Most car loans carry fixed interest rates but, again, you will need to check the terms and conditions of your loan agreement.
Should you continue with the loan repayments or pay it off in full? This depends on the interest rate you are paying on the loan versus the interest rate you can earn by investing the lump sum elsewhere.
If the interest rate you are paying on the loan is higher than the interest rate you can earn by investing the lump sum elsewhere, then it would be financially beneficial to pay off the loan in full.
However, if the interest rate on your car loan is relatively low and you can earn a higher return by investing the lump sum elsewhere, then it may be more beneficial to continue with the loan repayments and invest the lump sum elsewhere.
A good rule of thumb is if the interest rate is more than 10 per cent, then paying it off is wise.

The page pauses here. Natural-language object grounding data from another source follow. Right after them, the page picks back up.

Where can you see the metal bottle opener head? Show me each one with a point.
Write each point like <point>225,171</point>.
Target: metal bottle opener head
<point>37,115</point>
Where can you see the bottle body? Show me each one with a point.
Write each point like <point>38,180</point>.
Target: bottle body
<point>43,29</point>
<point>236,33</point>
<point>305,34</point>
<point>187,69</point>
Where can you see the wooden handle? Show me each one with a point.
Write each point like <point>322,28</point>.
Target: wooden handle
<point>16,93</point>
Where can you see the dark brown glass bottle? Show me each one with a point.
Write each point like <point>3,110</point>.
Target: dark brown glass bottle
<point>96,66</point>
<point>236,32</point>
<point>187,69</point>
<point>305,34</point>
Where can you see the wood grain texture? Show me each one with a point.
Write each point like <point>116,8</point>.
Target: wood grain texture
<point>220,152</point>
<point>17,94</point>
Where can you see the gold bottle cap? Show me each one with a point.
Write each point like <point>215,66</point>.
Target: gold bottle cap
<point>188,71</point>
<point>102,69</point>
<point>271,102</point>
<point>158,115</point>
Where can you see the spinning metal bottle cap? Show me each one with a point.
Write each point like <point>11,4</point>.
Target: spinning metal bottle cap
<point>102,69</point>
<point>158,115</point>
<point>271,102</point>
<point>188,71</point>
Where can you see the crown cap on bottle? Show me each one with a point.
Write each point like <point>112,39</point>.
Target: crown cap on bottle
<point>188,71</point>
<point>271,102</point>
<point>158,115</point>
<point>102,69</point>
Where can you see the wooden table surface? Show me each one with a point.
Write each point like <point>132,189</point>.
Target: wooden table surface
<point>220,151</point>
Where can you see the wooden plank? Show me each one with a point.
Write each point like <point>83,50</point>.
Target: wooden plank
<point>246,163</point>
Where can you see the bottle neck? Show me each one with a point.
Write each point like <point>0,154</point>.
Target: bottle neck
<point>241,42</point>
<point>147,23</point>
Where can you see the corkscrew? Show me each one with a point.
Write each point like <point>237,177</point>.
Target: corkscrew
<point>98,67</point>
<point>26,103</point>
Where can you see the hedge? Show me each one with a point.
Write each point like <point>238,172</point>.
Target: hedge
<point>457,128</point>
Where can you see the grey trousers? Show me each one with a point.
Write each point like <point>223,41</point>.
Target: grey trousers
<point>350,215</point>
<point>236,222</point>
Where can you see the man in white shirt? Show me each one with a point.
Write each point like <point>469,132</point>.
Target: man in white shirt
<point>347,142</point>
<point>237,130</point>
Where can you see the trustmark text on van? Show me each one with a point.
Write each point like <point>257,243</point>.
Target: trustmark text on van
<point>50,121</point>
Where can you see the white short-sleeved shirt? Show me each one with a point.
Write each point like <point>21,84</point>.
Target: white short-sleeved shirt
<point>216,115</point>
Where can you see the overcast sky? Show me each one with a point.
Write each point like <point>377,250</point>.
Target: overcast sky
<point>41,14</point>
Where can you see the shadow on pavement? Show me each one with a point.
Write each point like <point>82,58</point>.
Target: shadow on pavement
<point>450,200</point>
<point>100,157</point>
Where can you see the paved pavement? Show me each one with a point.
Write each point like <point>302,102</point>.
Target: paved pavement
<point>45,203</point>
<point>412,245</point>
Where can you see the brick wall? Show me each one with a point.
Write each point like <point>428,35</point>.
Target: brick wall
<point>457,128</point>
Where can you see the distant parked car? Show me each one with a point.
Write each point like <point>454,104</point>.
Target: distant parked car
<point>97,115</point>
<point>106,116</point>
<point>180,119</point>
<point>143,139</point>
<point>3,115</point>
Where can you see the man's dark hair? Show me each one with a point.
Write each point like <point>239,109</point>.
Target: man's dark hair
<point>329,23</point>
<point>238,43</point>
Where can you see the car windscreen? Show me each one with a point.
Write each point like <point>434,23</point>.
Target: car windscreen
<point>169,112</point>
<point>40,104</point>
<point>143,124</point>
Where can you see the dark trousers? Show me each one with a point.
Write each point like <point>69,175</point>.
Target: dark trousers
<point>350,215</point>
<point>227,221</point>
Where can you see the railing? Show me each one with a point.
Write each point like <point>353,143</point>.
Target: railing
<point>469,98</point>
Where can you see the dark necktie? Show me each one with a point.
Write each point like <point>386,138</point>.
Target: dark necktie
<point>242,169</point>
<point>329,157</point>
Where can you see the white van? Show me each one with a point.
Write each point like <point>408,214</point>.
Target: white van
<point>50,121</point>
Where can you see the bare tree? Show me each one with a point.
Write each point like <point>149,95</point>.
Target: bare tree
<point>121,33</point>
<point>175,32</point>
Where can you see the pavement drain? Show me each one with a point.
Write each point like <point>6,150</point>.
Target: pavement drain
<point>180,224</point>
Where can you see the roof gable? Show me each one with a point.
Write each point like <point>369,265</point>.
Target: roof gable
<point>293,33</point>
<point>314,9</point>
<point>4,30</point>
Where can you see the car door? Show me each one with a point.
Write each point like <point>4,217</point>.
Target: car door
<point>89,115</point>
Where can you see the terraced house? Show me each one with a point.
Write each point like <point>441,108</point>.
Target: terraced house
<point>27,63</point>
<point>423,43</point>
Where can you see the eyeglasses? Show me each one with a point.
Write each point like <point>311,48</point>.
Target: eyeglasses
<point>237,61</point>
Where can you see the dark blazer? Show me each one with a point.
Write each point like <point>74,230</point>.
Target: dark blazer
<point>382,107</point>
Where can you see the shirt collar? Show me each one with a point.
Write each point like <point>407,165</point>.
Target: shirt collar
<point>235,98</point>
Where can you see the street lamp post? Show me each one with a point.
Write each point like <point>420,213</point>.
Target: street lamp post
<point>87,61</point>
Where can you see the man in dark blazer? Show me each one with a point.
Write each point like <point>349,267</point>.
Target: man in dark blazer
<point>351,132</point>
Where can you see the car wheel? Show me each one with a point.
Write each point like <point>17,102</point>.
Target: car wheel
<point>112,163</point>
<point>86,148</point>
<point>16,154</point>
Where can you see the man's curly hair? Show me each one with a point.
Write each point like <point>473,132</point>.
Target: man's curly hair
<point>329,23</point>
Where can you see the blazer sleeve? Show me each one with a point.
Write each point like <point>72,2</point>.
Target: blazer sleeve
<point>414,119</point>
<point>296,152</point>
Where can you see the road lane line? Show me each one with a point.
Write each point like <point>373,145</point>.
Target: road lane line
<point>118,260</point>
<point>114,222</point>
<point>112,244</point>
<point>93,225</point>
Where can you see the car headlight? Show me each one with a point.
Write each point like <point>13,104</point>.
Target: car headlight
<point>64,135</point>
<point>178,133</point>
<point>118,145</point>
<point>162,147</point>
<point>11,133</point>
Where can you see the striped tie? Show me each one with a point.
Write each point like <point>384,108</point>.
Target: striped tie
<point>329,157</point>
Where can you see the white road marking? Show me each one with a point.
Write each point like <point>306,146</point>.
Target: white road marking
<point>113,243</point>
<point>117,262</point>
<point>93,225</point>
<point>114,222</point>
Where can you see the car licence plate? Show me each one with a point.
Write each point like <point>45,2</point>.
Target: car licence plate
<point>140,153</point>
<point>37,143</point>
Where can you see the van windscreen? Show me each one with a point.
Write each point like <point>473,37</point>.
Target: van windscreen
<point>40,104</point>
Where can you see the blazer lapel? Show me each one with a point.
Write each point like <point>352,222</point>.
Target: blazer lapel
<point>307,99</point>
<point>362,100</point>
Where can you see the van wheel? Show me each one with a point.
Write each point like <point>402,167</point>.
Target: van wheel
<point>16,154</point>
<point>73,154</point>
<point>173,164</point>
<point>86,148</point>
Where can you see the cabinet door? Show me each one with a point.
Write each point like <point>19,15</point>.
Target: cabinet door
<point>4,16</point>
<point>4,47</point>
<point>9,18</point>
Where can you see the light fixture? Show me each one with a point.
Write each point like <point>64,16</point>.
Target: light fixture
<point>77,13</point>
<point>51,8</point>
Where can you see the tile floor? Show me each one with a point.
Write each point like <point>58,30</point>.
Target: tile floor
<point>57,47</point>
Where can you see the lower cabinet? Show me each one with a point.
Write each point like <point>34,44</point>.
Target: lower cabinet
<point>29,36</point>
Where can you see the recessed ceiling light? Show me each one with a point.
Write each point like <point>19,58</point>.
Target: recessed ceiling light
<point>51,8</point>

If it is less than 10 per cent, you can consider other factors such as the length of time you plan to stay in the UAE, how much you dislike having debt and if you are in a position to start investing now.
If you do invest, you should consider if you are likely to achieve a return higher than the interest you are paying on your loan.
Ultimately, the decision of whether to pay off the car loan in full or continue with the repayments and invest the lump sum elsewhere depends on your personal financial situation and goals.
I would recommend evaluating your options by gathering information on the loan terms from your bank, investigating the investing options open to you and then making an informed decision based on your specific circumstances.